Thursday, August 28, 2014

Horse Race

While America's rapidly growing heroin epidemic is getting plenty of attention at the federal level, perceptions of drug use continue to be limited by an unwillingness to confront the issue from the ground-level. After all, it's bad PR. 

Writing in today's Baltimore Sun, columnist Dan Rodricks takes stock of a Wednesday night episode of National Geographic TV's Drugs Inc. that focused on Baltimore. Rodrick looks back at the 70s, when a National Geographic writer was Charmed by Baltimore.

Kline found charm in things now gone (the aroma of McCormick spices along Light Street, Haussner's Restaurant, Hamburger's clothing store) or things that a travel writer probably would leave out today (Charles Center Plaza, the "new-town-in-town" called Coldspring.

The article was a love letter to the city, and Baltimore could not buy better publicity.

The 2014 National Geographic treatment focused more on a piece of societal fabric that is not gone.

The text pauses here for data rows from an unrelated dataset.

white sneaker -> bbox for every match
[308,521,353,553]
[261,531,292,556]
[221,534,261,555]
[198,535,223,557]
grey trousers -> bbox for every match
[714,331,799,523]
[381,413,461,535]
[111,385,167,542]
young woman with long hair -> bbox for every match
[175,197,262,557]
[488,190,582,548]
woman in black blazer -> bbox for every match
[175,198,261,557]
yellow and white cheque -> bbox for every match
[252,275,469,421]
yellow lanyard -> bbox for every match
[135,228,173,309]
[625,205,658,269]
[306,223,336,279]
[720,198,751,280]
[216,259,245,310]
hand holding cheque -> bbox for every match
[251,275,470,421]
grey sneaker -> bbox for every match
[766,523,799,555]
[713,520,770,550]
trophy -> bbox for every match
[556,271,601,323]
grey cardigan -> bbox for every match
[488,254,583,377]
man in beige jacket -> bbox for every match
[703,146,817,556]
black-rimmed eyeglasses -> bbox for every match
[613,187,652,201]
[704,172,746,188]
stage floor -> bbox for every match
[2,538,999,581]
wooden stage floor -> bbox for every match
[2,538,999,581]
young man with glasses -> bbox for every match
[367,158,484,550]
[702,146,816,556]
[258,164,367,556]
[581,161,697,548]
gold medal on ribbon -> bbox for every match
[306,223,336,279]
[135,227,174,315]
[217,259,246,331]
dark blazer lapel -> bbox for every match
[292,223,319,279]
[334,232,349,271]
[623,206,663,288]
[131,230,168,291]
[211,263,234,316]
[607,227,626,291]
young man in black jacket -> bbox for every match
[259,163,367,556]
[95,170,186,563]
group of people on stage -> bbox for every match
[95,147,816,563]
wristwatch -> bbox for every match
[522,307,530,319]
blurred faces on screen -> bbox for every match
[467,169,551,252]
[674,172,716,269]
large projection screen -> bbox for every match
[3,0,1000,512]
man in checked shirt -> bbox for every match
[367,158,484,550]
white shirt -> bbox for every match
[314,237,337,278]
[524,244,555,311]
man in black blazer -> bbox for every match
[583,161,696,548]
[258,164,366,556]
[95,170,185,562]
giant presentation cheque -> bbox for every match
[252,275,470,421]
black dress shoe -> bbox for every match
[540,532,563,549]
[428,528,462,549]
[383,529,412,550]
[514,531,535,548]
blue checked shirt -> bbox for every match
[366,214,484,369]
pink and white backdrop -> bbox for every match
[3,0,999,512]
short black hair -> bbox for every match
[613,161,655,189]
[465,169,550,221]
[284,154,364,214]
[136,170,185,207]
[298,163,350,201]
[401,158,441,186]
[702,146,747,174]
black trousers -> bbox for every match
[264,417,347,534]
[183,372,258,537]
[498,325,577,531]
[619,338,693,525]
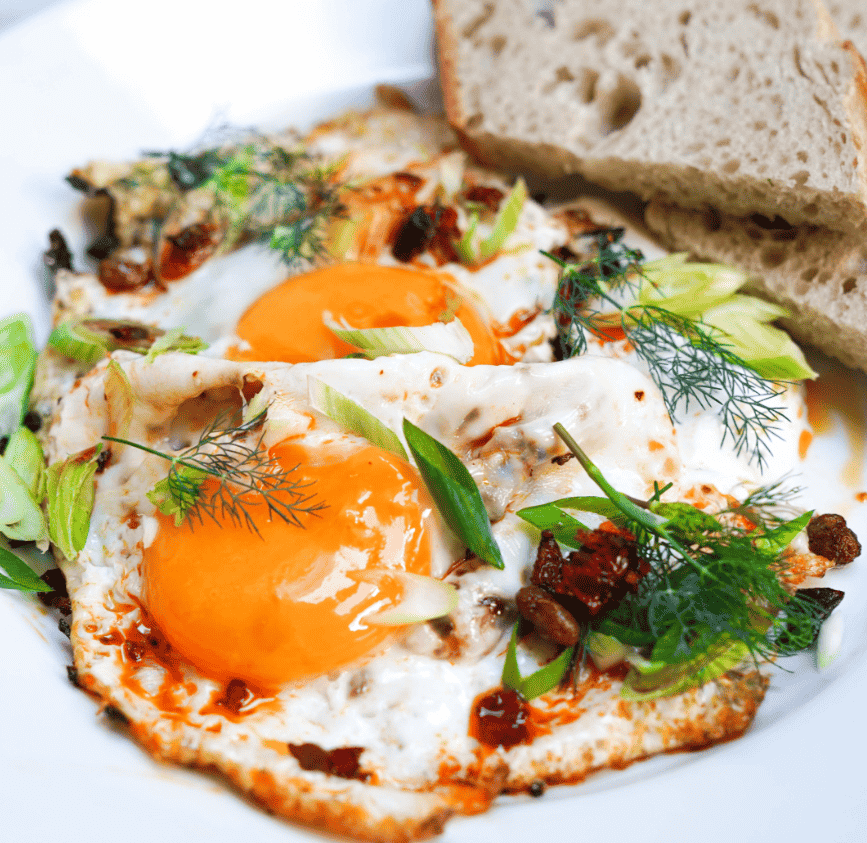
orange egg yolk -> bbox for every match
[142,442,432,689]
[231,262,506,365]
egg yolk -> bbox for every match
[142,442,432,689]
[231,262,506,365]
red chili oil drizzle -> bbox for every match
[159,222,221,281]
[469,687,531,749]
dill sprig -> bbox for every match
[130,130,343,265]
[554,426,823,667]
[549,229,788,468]
[104,410,324,535]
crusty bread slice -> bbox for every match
[644,200,867,372]
[434,0,867,232]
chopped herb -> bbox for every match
[502,623,574,700]
[158,137,343,264]
[104,409,322,534]
[554,424,825,672]
[402,419,504,569]
[548,230,798,467]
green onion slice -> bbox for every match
[403,418,504,569]
[620,634,750,701]
[502,624,574,700]
[478,178,528,262]
[3,427,47,502]
[516,496,625,548]
[455,211,479,265]
[703,295,817,380]
[365,572,458,625]
[585,630,630,671]
[144,327,208,362]
[0,453,48,543]
[308,377,407,459]
[46,446,103,560]
[323,313,475,363]
[0,542,50,592]
[104,360,135,440]
[636,256,750,318]
[0,313,37,438]
[48,317,205,365]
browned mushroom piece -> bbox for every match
[806,514,861,566]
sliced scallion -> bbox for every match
[3,427,46,502]
[0,542,49,592]
[502,624,574,700]
[0,313,37,438]
[323,312,474,363]
[402,418,503,569]
[46,446,102,560]
[703,295,817,380]
[365,572,458,625]
[308,377,407,460]
[0,454,48,543]
[477,178,527,262]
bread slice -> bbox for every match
[644,200,867,372]
[434,0,867,232]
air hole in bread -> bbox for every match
[573,18,615,45]
[701,209,722,232]
[598,75,642,133]
[490,35,507,56]
[661,54,681,82]
[754,120,767,131]
[797,151,809,163]
[678,10,691,26]
[801,266,819,283]
[749,214,795,231]
[635,55,651,69]
[748,5,780,29]
[716,138,731,147]
[842,277,858,293]
[462,3,495,39]
[543,66,576,95]
[760,246,787,268]
[791,170,810,186]
[578,68,600,104]
[722,159,740,174]
[536,6,556,28]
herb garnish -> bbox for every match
[104,410,323,534]
[549,231,790,467]
[549,424,824,671]
[132,133,343,265]
[402,419,504,569]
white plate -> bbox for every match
[1,2,866,841]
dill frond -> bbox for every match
[557,429,824,669]
[104,410,324,535]
[549,229,789,468]
[129,129,344,265]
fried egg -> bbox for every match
[52,108,567,367]
[42,338,831,841]
[36,106,824,842]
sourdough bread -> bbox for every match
[644,200,867,372]
[434,0,867,232]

Heroin use remains high. And to quantify it, National Geographic relied on a stat that said 60,000 Baltimore residents. But, wait! Turns out, that number is wrong, and has been wrong for almost a decade.


In 2005, a Baltimore Sun reporter dug deep into data to determine if 60,000 addicts number had any validity, and the result was negative. "The number is almost certainly wrong," The Sun concluded. "It was, at best, a hit-or-miss guess to begin with."

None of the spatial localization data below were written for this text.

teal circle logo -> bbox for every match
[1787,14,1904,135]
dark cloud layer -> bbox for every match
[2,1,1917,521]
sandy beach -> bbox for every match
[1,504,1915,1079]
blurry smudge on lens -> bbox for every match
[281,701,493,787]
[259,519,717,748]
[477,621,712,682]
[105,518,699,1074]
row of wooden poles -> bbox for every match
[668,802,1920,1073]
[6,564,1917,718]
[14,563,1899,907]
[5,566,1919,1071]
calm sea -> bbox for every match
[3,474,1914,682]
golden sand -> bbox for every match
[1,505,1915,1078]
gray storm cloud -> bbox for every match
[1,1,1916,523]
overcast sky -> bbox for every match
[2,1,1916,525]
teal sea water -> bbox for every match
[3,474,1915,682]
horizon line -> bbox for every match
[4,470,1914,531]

Rodricks rightfully points out that relying on bad data only leads to sensationalism, which is likely what Drugs Inc. is guilty of here -- at least when it comes to statistics.

But when it comes to looking at the recent nationwide resurgence of heroin use, it doesn't matter whether the opiate "capital" is Baltimore or actual longtime heroin overdose death leader, Rio Arriba County, New Mexico. Now that Attorney General Eric Holder and other authorities have acknowledged that heroin use is an epidemic, any attempt to look into the deadly drug use is valuable. Reporting of the sort that Drugs Inc. engages in is tough to come by. A Drugs Inc. episode that focused on New Orleans equated the city's party culture to its drug use. That's a connection that's likely accurate, but rarely made -- even, in the HBO series Treme, by the likes of underbelly-scratcher David Simon.

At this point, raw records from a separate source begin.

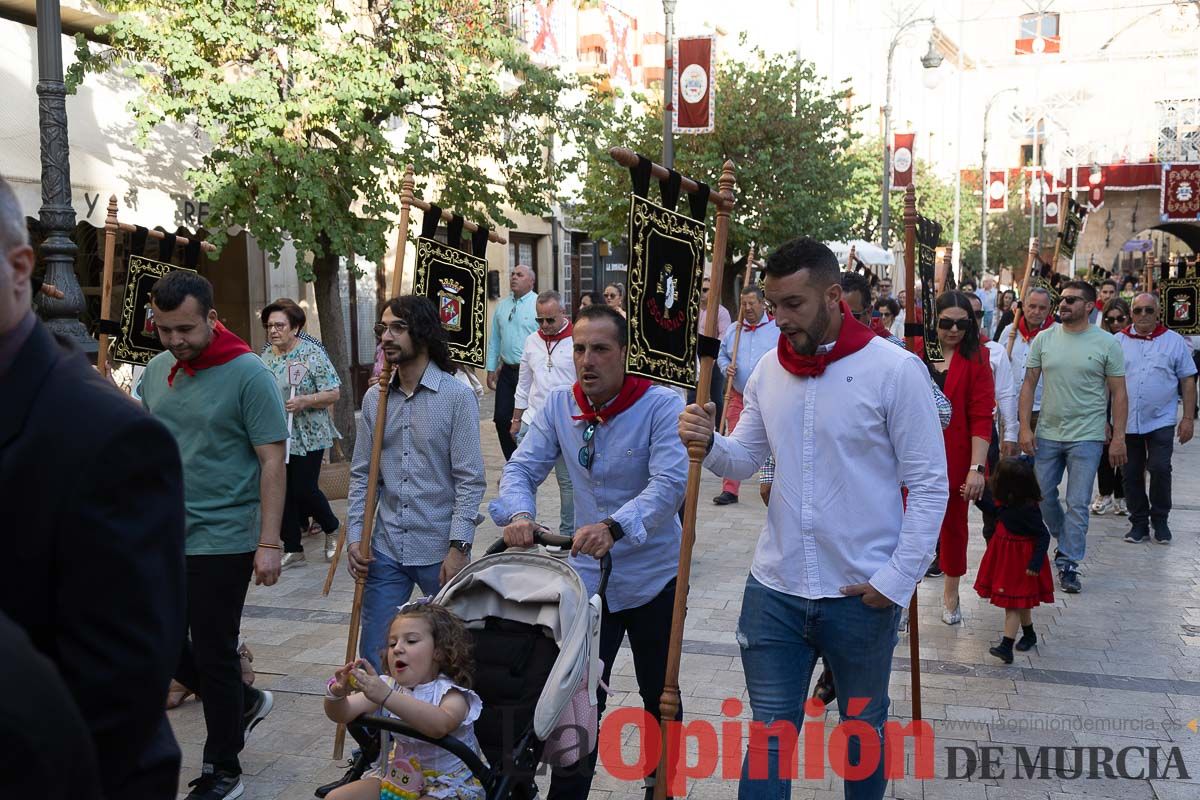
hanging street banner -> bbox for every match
[413,237,488,369]
[1159,277,1200,335]
[625,194,706,388]
[1058,198,1087,262]
[892,132,915,190]
[674,35,715,134]
[1160,163,1200,222]
[987,171,1008,212]
[114,255,197,366]
[917,214,943,363]
[1043,183,1061,227]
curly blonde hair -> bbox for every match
[387,603,475,688]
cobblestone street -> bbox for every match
[173,400,1200,799]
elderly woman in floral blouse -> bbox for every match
[261,298,341,567]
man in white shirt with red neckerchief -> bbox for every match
[511,290,576,537]
[679,237,947,800]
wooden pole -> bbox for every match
[1005,237,1042,359]
[390,165,416,298]
[651,159,736,800]
[1146,253,1156,295]
[96,196,119,378]
[332,359,394,759]
[901,184,923,723]
[609,147,727,209]
[719,242,756,435]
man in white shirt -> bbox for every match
[997,287,1054,428]
[511,290,576,537]
[712,285,778,505]
[678,237,947,800]
[1116,294,1197,544]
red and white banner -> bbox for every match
[1015,36,1061,55]
[891,133,915,190]
[1088,179,1105,212]
[603,3,635,85]
[1160,163,1200,222]
[1043,179,1061,226]
[987,170,1008,212]
[525,1,563,64]
[674,35,715,134]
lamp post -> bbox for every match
[880,16,940,250]
[33,0,89,351]
[980,88,1018,275]
[662,0,677,169]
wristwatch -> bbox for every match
[601,517,626,543]
[449,540,472,556]
[969,464,985,474]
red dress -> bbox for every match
[975,512,1055,609]
[936,344,995,577]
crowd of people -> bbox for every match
[3,164,1198,800]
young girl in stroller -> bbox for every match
[323,601,486,800]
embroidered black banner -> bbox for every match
[916,214,944,363]
[1059,198,1087,262]
[413,236,487,369]
[113,255,197,366]
[625,193,707,388]
[1160,277,1200,335]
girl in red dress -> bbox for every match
[974,457,1055,664]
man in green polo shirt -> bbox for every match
[140,271,288,800]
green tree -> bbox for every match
[70,0,602,453]
[576,46,860,265]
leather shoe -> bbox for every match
[812,668,836,705]
[712,491,739,505]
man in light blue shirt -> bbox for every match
[713,285,778,505]
[492,303,687,800]
[486,263,538,460]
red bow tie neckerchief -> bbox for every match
[167,321,253,386]
[775,302,875,378]
[1016,314,1054,343]
[742,318,768,332]
[570,375,652,424]
[1121,324,1169,341]
[538,320,572,369]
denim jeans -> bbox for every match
[1123,425,1175,533]
[1033,438,1104,573]
[517,422,575,538]
[360,549,442,671]
[737,575,902,800]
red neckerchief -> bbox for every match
[1095,299,1105,311]
[870,318,891,338]
[571,375,652,424]
[167,320,253,386]
[1122,324,1168,341]
[742,316,768,332]
[1017,314,1054,343]
[537,319,573,343]
[776,302,875,378]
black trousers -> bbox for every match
[493,363,520,461]
[176,552,256,774]
[1123,426,1175,532]
[980,422,1001,541]
[1096,443,1125,499]
[281,447,339,552]
[548,579,681,799]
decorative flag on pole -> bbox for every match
[412,207,488,369]
[525,1,562,63]
[1043,178,1060,226]
[1159,277,1200,335]
[892,133,915,190]
[987,171,1008,212]
[1160,163,1200,222]
[115,255,198,366]
[603,3,635,85]
[916,214,943,363]
[1088,173,1106,212]
[1058,198,1087,262]
[674,35,715,134]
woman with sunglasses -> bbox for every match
[1090,298,1132,517]
[927,291,995,625]
[603,282,627,318]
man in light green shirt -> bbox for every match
[1019,280,1127,595]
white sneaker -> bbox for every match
[1091,496,1113,515]
[1114,498,1128,516]
[280,551,306,569]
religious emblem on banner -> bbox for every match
[414,237,487,368]
[114,255,198,366]
[1043,184,1060,227]
[1159,278,1200,335]
[626,194,706,388]
[987,171,1008,212]
[916,215,943,363]
[674,36,715,134]
[892,133,915,190]
[1160,163,1200,222]
[1058,198,1087,262]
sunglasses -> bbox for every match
[535,316,559,324]
[937,317,971,331]
[1105,315,1127,324]
[373,321,409,337]
[264,322,291,331]
[1132,307,1157,316]
[1058,296,1086,305]
[578,422,597,470]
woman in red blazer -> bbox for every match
[928,291,995,625]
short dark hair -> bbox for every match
[1121,275,1137,289]
[1062,280,1097,304]
[764,237,840,289]
[581,290,604,307]
[575,303,627,349]
[739,284,764,300]
[838,271,872,308]
[383,295,455,374]
[1100,279,1118,291]
[261,297,306,331]
[990,457,1042,507]
[150,270,214,315]
[934,290,981,359]
[874,297,900,317]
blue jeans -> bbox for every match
[737,575,902,800]
[1033,438,1104,573]
[517,422,575,537]
[360,550,442,671]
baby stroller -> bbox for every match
[355,530,610,800]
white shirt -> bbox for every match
[997,322,1052,412]
[514,325,575,423]
[983,340,1018,443]
[891,311,905,340]
[1116,329,1198,435]
[705,336,948,608]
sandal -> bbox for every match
[166,680,194,709]
[239,642,255,687]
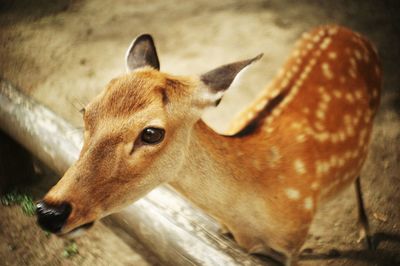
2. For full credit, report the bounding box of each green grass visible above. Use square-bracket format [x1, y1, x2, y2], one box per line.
[62, 241, 79, 258]
[0, 189, 36, 216]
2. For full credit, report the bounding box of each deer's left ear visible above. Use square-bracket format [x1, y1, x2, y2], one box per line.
[126, 34, 160, 72]
[200, 54, 263, 96]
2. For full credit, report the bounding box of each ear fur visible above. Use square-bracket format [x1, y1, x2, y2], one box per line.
[125, 34, 160, 72]
[200, 53, 263, 92]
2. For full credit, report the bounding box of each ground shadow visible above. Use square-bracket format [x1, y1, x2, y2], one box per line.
[374, 232, 400, 248]
[299, 232, 400, 265]
[0, 0, 73, 26]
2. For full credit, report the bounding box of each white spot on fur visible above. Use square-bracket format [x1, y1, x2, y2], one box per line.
[315, 122, 325, 131]
[345, 93, 355, 103]
[291, 122, 303, 129]
[281, 78, 289, 88]
[313, 34, 321, 43]
[355, 90, 363, 100]
[316, 132, 329, 142]
[285, 188, 301, 200]
[294, 159, 307, 175]
[333, 90, 342, 98]
[346, 125, 355, 136]
[272, 108, 282, 117]
[311, 182, 319, 190]
[316, 110, 325, 120]
[255, 100, 266, 111]
[328, 27, 338, 35]
[270, 89, 280, 98]
[318, 86, 325, 93]
[328, 52, 337, 59]
[349, 68, 357, 78]
[277, 68, 285, 78]
[268, 146, 281, 168]
[296, 134, 306, 143]
[318, 101, 328, 111]
[322, 93, 331, 102]
[265, 127, 274, 134]
[320, 37, 332, 50]
[304, 197, 314, 210]
[322, 63, 333, 79]
[303, 107, 310, 114]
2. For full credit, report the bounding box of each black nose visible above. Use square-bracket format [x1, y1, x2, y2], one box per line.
[36, 200, 72, 233]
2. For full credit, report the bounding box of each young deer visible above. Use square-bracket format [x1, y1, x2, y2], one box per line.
[36, 25, 381, 265]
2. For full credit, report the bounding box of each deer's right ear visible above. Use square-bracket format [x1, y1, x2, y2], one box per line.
[125, 34, 160, 72]
[198, 54, 263, 106]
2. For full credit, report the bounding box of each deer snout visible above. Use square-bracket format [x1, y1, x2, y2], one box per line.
[36, 200, 72, 233]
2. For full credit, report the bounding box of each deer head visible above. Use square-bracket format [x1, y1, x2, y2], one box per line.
[36, 34, 262, 236]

The drug trafficking web that includes street-level dealers, law enforcement agents and the users in between takes a lot of time and human capital to weave, and our understanding is only better for the time the show spent -- even if TV news production temptations get in the way. As a woman who lost a friend to heroin in New Orleans told me earlier this year for an article that appeared in NOLA Defender, the new version of heroin use is all around us, but often hidden.

“They go to work, they pay their bills, a lot of them are moms and dads,” she said of heroin users. “They could be the people cooking your breakfast in the morning or your bartender, and you would never know.”

The act of reporting can even claim its own toll. In Rio Arriba County, where I started my reporting career, one of the reporters who worked at the small but mighty Rio Grande Sun following my tenure ended up in the throes of addiction himself. He did the important work of documenting overdoses and abuse.

One morning, early last year, I spied a nice-sized ball of black tar in the police department's evidence room. Police had seized it during the bust-up of a fencing operation the night before. I caught a whiff of its nasty, vinegary odor and couldn't stop thinking about how much I had enjoyed using the stuff years earlier.


By then we had been crushing painkillers on and off for several months. A couple Sarah met at work had turned us on to them and, before even realizing it, we would hurt for the candy, as it was called. It wasn't long before the pills no longer hit like they used to, with the first casualty being Sarah's grades.

Tragically, Sarah later died as a result of an overdose. If communities truly want to confront the realities that produce labels like "heroin capital," they are better off digging into stories like Sarah's than arguing about statistics.